The Coleman campaign’s screw up was revealed back in January by Adria Richards, who stumbled upon the database file while investigating whether the Coleman website crash was faked. In the video above, Adria explains how she found the database.
I had to see what all the fuss was about. Was there really an attempt to bring down the website due to political unrest with these ballots in my state? Were the allegations of a poorly coded website true?
What I got instead was a plain text listing of directories…
Wowza. As I was tooling around in the directories, I saw a database file. I thought, "That’s not right." I began taking screenshots and uploading them to Flickr. I didn’t know what the database contained but hoped there wasn’t financial information in that database. I figured it was a list of email addresses for Norm Coleman supporters and staff but I did not download it find out.
Although Adria didn’t download the file, it was exposed for several hours before the Coleman camp fixed the breach, during which time anybody could have downloaded the database.
Why is this important?
Because the Coleman campaign broke the law.
Minnesota law makes it illegal to retain "card security code data" that are used to authenticate transactions and prevent credit card fraud. The Coleman campaign stored the "back of the card" security numbers of its donors beyond the 48 hour window allowed by the law.

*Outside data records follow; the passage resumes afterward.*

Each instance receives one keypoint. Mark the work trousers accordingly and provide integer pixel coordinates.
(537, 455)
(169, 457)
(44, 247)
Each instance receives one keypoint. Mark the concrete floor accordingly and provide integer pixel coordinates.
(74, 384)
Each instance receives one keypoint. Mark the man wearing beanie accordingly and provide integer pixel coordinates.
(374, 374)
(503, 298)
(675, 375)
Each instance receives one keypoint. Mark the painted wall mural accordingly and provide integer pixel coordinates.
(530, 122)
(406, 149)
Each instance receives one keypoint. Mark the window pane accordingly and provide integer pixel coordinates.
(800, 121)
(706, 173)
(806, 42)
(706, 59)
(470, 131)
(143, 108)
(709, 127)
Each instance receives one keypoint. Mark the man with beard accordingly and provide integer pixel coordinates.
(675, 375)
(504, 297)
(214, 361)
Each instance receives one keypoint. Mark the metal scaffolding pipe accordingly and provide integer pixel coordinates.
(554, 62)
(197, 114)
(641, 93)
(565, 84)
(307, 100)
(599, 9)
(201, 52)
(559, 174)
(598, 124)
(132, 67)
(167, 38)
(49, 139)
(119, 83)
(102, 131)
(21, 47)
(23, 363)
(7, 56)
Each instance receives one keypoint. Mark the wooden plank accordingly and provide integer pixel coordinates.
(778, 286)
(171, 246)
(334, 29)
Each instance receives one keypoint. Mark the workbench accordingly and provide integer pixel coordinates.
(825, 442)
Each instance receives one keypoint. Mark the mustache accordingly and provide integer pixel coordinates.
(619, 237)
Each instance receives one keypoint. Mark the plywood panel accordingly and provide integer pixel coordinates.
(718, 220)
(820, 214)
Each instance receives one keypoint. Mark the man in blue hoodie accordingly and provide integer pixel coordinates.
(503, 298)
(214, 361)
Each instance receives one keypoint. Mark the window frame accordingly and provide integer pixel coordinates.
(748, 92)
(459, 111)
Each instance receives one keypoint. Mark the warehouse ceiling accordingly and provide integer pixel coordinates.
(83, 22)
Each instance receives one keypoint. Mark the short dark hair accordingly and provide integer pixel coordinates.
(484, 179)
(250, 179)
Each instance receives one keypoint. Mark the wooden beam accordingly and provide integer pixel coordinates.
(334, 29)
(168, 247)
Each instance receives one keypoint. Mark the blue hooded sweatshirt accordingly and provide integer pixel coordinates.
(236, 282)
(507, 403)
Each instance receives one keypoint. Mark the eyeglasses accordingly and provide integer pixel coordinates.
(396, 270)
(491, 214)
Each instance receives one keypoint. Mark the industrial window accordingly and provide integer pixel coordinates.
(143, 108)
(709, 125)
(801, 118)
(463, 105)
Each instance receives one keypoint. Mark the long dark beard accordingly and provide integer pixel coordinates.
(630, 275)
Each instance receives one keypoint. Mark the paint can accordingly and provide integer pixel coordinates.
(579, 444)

The Coleman campaign may have violated another state law, when they chose not to inform contributors that they’re personal and financial information was potentially compromised. By their own admission, the Coleman campaign was aware of the potential breach for well over a month, but didn’t feel it necessary to inform donors until yesterday.
The Minnesota Independent contacted some of the donors whose information was compromised:
Most had not heard about the breach until contacted by MnIndy. A few said they had heard by email from Wikileaks.org or the Coleman campaign. One stated that he feared a recent unauthorized withdrawal from his bank account was related to the breach.

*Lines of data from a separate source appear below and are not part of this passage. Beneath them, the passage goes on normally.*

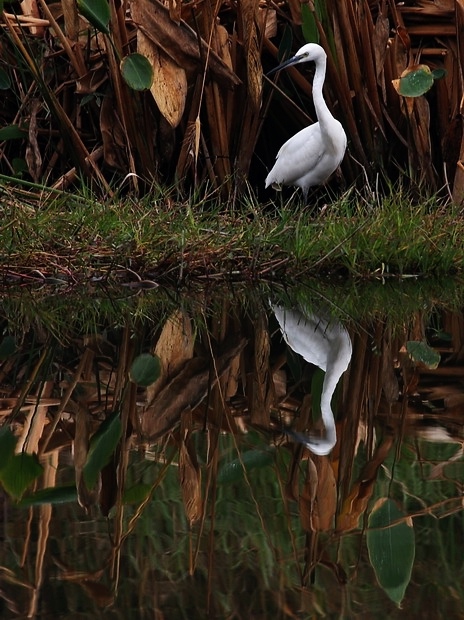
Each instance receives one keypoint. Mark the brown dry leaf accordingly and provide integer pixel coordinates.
(326, 496)
(355, 504)
(174, 348)
(35, 422)
(30, 8)
(169, 86)
(113, 136)
(180, 42)
(185, 391)
(261, 382)
(307, 497)
(190, 473)
(33, 156)
(253, 55)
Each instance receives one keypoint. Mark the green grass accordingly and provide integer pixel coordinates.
(169, 240)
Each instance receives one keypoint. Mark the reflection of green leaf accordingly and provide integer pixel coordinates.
(137, 71)
(102, 446)
(20, 471)
(423, 353)
(136, 494)
(7, 446)
(145, 369)
(51, 495)
(233, 471)
(97, 12)
(391, 549)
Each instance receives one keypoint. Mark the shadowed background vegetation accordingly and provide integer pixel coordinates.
(210, 115)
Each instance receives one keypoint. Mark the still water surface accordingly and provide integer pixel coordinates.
(232, 454)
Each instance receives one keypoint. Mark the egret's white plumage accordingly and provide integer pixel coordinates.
(327, 345)
(315, 152)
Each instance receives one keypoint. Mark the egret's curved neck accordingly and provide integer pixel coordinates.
(324, 116)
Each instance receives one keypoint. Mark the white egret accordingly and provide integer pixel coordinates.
(327, 345)
(315, 152)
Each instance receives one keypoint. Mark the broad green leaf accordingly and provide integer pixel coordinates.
(51, 495)
(19, 473)
(415, 81)
(7, 445)
(12, 132)
(102, 445)
(145, 369)
(391, 548)
(137, 71)
(97, 12)
(252, 459)
(422, 352)
(309, 26)
(7, 347)
(136, 494)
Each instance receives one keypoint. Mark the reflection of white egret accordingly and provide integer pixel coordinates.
(311, 155)
(327, 345)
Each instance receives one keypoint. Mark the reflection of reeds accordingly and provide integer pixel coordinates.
(244, 390)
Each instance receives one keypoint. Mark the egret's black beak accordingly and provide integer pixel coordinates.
(287, 63)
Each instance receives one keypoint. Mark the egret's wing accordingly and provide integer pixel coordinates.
(297, 156)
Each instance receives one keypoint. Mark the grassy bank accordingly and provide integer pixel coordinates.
(161, 239)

Here is a sample of the more than 60 reactions the Minnesota Independent has received so far…
"The first I heard of the leak was in an email this morning from Coleman’s campaign. Very perturbed to say the least that this was not brought to my attention earlier." –Kelly Eull
"I had not heard about this leak from any source until your email. Which is REALLY pathetic." –Simon Thomas
"I can’t believe it. … I’m in a state of shock." –Jerry Missel
We can’t believe it either…
A reporter asked [Coleman attorney Fritz] Knaak if he thought this was a hack performed by partisan opponents. "Who else?" he asked rhetorically. "I honestly think that if this were the so-called Russian Mafia or someone else, you wouldn’t be seeing it on a Web site."